In the consideration of the topic of casual sex, I think that there’s probably too much focus on how we evolved sexually in terms of strictly reproductive biology and not enough focus on how we evolved sexually in terms of building and sustaining connections biology. Our culture has developed with both influences, but it’s always a struggle to find the balance. Both male and female brains are wired for, and thus capable, of rational and logical thinking. Generally speaking, however, males’ emotional development has evolved to consider the sexual act itself as the goal so that the sperm fertilizes eggs. Just as females’ emotional development has evolved to consider as goals what happens next: the conception, birth and care of the offspring. I’m not saying that either is superior because both are necessary, but I think our societal imbalance comes, in part, from too much emphasis on the male perspective…which is, of course, the result of historical patriarchy and the one-sided influence of men in the public sphere.
Casual sex makes sense emotionally for males, particularly for younger ones in the prime of their sexual virility. But females of childbearing age have a different makeup. Unfortunately, the way that sexuality is treated by the popular culture, by the media and the entertainment industry, is heavily influenced toward the male perspective of sexuality. Women have only begun to gain economic and political power on their own…and it’s a mixed bag when they do, because the dregs of patriarchy persist. That’s why you find some women supporting porn or other forms of objectification of females, those that portray them as male fantasy fuck objects for economic gain. That’s the negative aspect of low-cultural influence. It’s counter-balanced by the higher level of cultural influence that drives both men and women toward achieving balance in their own sexuality, putting it in its proper place and working in their lives to build the character of their children and strengthen their families and their communities.
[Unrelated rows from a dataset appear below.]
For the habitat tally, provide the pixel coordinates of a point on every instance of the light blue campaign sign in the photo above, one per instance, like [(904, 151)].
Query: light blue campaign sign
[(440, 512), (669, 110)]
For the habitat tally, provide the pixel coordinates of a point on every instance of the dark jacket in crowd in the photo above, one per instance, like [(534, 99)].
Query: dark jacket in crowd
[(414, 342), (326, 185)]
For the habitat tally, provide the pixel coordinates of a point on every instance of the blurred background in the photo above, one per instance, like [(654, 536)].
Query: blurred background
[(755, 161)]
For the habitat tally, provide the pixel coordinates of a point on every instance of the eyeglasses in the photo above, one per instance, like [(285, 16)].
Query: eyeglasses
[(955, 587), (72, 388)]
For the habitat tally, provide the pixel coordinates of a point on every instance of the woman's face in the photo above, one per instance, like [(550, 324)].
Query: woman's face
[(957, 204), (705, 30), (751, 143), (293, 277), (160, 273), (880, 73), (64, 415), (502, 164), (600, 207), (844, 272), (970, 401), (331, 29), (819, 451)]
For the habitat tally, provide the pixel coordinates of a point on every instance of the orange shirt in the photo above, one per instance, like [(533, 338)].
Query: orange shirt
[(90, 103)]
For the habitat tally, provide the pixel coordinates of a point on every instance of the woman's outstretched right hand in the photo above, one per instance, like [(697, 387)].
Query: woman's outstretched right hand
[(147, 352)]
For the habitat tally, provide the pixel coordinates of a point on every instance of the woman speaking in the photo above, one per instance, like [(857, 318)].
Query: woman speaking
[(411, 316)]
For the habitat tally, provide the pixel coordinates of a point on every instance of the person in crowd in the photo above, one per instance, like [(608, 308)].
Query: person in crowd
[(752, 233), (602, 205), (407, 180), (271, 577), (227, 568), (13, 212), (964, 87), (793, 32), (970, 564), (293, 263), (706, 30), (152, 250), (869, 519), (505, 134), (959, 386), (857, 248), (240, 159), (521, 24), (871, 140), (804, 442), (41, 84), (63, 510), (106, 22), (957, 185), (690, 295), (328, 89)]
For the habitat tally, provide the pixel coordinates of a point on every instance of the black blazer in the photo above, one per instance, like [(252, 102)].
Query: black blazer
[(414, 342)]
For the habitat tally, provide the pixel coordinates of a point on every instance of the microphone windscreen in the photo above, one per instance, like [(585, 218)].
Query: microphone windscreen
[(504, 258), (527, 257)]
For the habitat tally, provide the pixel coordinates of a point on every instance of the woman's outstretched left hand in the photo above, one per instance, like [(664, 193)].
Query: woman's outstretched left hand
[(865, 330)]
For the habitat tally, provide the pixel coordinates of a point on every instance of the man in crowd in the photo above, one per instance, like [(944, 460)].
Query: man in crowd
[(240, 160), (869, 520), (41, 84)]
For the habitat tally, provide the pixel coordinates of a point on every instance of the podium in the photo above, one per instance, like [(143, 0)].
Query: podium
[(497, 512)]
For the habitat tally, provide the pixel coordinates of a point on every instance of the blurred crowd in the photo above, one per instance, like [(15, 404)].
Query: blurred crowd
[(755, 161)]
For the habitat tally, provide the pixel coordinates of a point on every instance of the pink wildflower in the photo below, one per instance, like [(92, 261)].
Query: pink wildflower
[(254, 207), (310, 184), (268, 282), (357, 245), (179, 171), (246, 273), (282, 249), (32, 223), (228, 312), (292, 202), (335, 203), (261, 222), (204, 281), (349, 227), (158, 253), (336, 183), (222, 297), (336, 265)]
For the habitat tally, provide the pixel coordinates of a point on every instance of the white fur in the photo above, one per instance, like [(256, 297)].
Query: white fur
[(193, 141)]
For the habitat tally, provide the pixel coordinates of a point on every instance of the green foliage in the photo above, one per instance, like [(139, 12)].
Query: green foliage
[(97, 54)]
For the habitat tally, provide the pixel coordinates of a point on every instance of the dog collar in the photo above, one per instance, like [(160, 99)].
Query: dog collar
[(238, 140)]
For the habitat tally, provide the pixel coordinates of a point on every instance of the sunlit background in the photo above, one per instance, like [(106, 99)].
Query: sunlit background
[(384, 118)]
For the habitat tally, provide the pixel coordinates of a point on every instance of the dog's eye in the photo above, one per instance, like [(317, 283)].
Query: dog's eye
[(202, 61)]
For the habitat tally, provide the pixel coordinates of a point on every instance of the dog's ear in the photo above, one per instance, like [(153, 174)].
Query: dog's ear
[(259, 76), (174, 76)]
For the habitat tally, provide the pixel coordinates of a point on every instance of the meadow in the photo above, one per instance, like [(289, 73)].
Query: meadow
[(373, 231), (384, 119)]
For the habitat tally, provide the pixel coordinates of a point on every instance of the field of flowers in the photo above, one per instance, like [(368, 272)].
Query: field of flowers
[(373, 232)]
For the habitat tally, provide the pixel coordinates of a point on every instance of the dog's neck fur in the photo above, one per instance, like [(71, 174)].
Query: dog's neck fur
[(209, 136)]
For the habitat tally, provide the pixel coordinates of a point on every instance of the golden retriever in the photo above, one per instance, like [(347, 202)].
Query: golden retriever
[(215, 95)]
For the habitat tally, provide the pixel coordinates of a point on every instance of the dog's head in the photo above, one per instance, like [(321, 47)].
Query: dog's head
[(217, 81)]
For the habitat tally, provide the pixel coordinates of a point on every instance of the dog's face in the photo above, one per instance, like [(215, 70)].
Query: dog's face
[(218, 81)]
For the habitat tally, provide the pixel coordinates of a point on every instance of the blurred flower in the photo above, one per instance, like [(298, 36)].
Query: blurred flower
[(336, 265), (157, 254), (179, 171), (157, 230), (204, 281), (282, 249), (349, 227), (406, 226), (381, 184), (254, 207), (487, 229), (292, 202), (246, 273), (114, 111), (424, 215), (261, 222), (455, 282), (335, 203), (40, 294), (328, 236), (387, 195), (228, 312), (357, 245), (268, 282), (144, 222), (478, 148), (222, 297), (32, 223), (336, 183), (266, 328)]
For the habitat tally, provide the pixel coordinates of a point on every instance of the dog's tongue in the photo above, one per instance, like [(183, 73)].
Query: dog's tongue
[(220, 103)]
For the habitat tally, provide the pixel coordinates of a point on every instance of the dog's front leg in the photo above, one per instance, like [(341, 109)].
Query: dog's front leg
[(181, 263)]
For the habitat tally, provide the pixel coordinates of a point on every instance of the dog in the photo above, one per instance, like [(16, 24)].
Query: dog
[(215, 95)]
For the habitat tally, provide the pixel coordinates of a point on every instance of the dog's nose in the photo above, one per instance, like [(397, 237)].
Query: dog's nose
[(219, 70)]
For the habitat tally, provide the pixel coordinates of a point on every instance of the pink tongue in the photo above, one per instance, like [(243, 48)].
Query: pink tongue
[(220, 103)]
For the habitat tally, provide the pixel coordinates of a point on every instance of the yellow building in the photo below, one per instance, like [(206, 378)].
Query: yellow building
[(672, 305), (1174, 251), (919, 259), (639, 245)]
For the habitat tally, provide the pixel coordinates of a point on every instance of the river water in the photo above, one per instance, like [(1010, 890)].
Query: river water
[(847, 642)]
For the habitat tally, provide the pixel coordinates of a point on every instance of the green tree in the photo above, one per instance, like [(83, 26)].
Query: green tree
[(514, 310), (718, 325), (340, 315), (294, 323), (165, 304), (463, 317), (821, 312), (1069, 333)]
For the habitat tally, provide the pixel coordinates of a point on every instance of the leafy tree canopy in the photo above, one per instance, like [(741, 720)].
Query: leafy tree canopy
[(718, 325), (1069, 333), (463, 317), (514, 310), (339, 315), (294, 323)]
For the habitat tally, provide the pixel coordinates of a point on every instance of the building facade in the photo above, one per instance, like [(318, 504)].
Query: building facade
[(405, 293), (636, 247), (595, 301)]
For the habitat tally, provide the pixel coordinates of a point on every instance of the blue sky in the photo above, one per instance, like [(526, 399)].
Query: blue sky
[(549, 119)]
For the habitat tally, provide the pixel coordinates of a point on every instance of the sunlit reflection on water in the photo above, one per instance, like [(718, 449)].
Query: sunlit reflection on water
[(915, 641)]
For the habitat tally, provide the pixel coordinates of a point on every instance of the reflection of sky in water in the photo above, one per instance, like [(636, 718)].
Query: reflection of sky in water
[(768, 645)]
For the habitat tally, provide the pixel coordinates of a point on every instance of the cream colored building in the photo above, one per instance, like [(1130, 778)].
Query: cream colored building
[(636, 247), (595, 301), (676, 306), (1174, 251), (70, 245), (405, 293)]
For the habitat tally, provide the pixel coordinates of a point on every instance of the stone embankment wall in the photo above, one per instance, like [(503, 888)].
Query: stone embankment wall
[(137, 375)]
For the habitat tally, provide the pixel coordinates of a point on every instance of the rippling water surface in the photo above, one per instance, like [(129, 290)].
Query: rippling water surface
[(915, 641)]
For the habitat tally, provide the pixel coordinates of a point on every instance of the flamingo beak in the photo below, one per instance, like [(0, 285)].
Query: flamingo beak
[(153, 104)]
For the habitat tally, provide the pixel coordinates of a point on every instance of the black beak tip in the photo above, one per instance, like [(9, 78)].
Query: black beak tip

I guess the point is that we all have brains that are programmed to make us vulnerable to sexual behavioral imbalance, but those same brains are also capable of self-reflection and contemplation about the consequences of behavioral excess to ourselves and those we care about. Brains are capable of this form of maturity, in other words. And we’re social creatures, which is why our connections, meaning our families, friends and communities are necessary to help us to find and maintain the balance. And each generation has to leave behind the legacy of balance by teaching the next generation how to live that way, too.